В каждом городе есть улицы, которые построены
под несчастливой звездой. Они совсем не обязательно расположены на окраине.
Иногда рядом с угрюмыми фабричными корпусами, иногда вдоль железных дорог или
автомагистралей, порой у какого-нибудь парка или уцелевшего по недоразумению
городских властей оврага. Там неохотно селятся, но и уезжают оттуда редко —
будто скованные какой-то затянувшейся дремотой. И жизнь там идет по каким-то
совсем другим законам и совсем в другом темпе…
Я помню один район в Москве, где вдоль заросшего
деревьями оврага шла дорога с односторонним движением. Вроде бы самый обычный
спальный район — но словно скованный дремотой. Я оказался там зимним вечером на
ложном вызове — ведьма, делавшая приворот, имела лицензию. Машина уехала, меня
оставили составлять протокол об отсутствии взаимных претензий, потом я вышел из
дома и стал ловить машину — вызывать такси и ждать в квартире ведьмы не
хотелось. Несмотря на не слишком поздний час, уже совсем стемнело. Валил снег.
Людей на улице совсем не было, видимо, от метро все двигались другой дорогой.

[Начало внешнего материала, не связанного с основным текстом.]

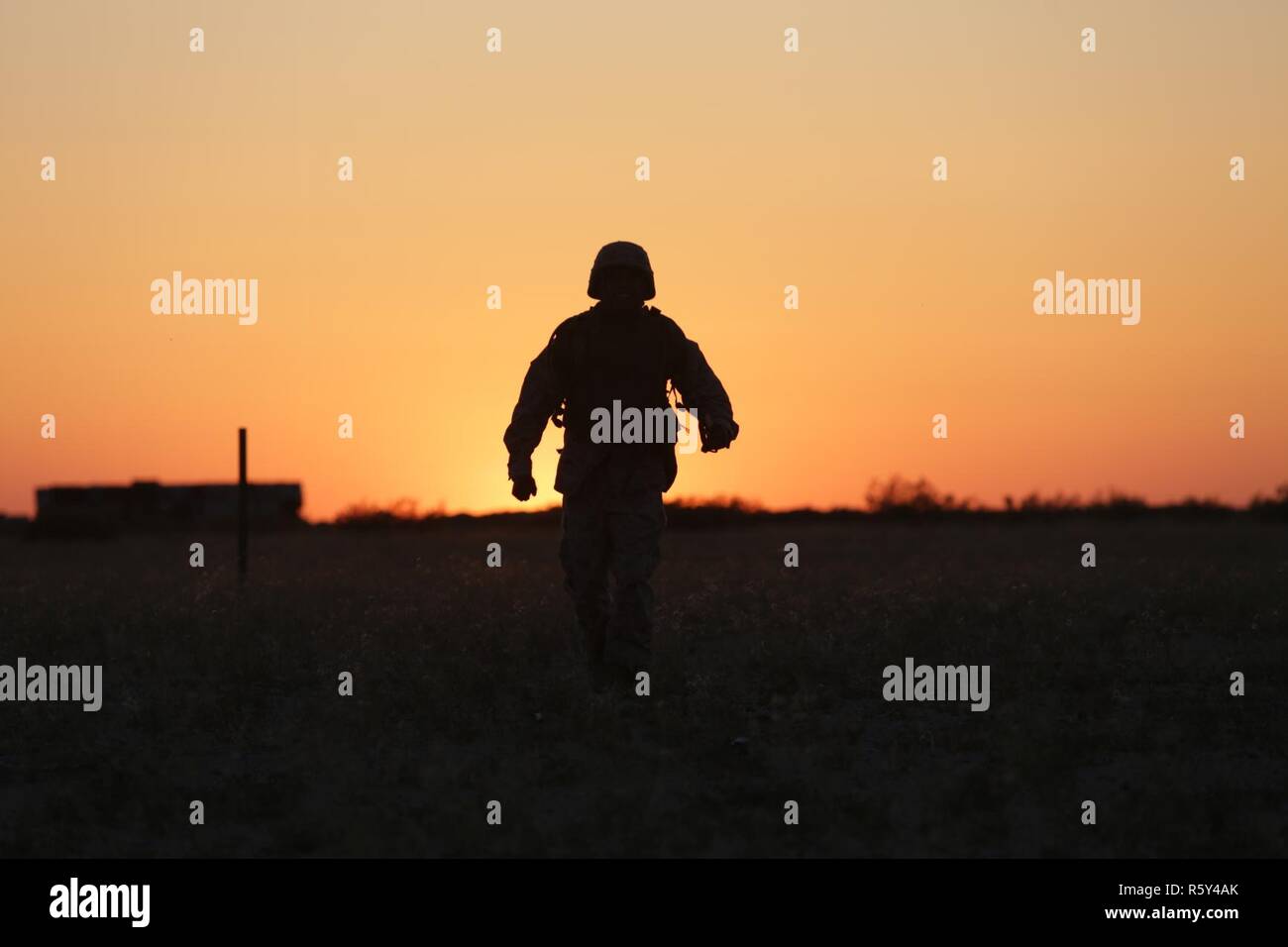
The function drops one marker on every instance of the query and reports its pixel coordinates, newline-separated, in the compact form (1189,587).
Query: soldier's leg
(584,553)
(635,538)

Машины тоже куда-то подевались, а те, что все-таки проезжали мимо, — не
спешили останавливаться. А у самого оврага, огороженный низким заборчиком,
оказался маленький парк аттракционов: будочка билетера, две-три карусели,
детская железная дорога — кольцо из рельсов метров десять в диаметре. И вот в
полной тишине, под валящим с неба мягким снегом, на фоне черного, мертвого
провала ездил по кругу, позвякивая и мигая цветными огоньками, крошечный
паровозик с двумя вагончиками. В переднем сидел совершенно неподвижно
запорошенный снегом мальчик лет пяти, в большой шапке-ушанке и с крепко зажатой
в руке пластиковой лопаткой. Наверное, это был ребенок билетерши, которого не с
кем было оставить дома… Вроде бы и ничего особенного, но мне стало так
неприятно, что я вынудил остановиться водителя проезжавшего мимо грузовика и
смылся оттуда в центр города.
Вот примерно в таком районе, только с
поправкой на разницу городов, размещался офис Ночного Дозора. Карта мне не
требовалась, я и так чувствовал, куда мне идти. И пройти-то от базара, от
самого центра, мне надо было всего минут десять. Но я словно попал в другой
мир. Нет, не в яркую восточную сказку, а в что-то усредненное, что можно
встретить и в азиатских республиках бывшего Советского Союза, и в Турции, и в
южных странах Европы. Полу-Европа, полу-Азия, взявшая не самые лучшие черты от
обеих частей света. Много зелени, но этим все и исчерпывается — дома пыльные,
грязные, обветшалые, в два-три этажа. Будь они менее однообразны, могли бы хоть
порадовать взгляд туриста. Но тут и этого нет, все уныло и однотипно:
облупившиеся стены, мутные окна, распахнутые двери подъездов, развешенное во
дворах на веревках белье. Откуда-то из глубин памяти всплыло словечко
«каркасно-камышитовые домостроения». При всем своем унылом канцеляризме оно
лучше всего характеризовало эти здания, построенные «временно», но отстоявшие
уже не меньше полувека.
Офис Ночного Дозора занимал большой, но
одноэтажный дом — тоже ветхий, с небольшим палисадником вокруг. Мне подумалось,
что в таком здании уместно смотрелся бы маленький детский садик, полный
смуглых, черноволосых ребятишек.
Но здешние детки уже давно выросли. Я обошел
припаркованный у ограды «пежо», открыл калитку, миновал клумбы, на которых
боролись за жизнь высыхающие цветы, и с содроганием прочитал на двери старую
вывеску советско-бюрократического вида:
НОЧНОЙ ДОЗОР
отделение г. Самарканда
приемные часы:
20.00 — 8.00
Вначале мне показалось, что я сошел с ума.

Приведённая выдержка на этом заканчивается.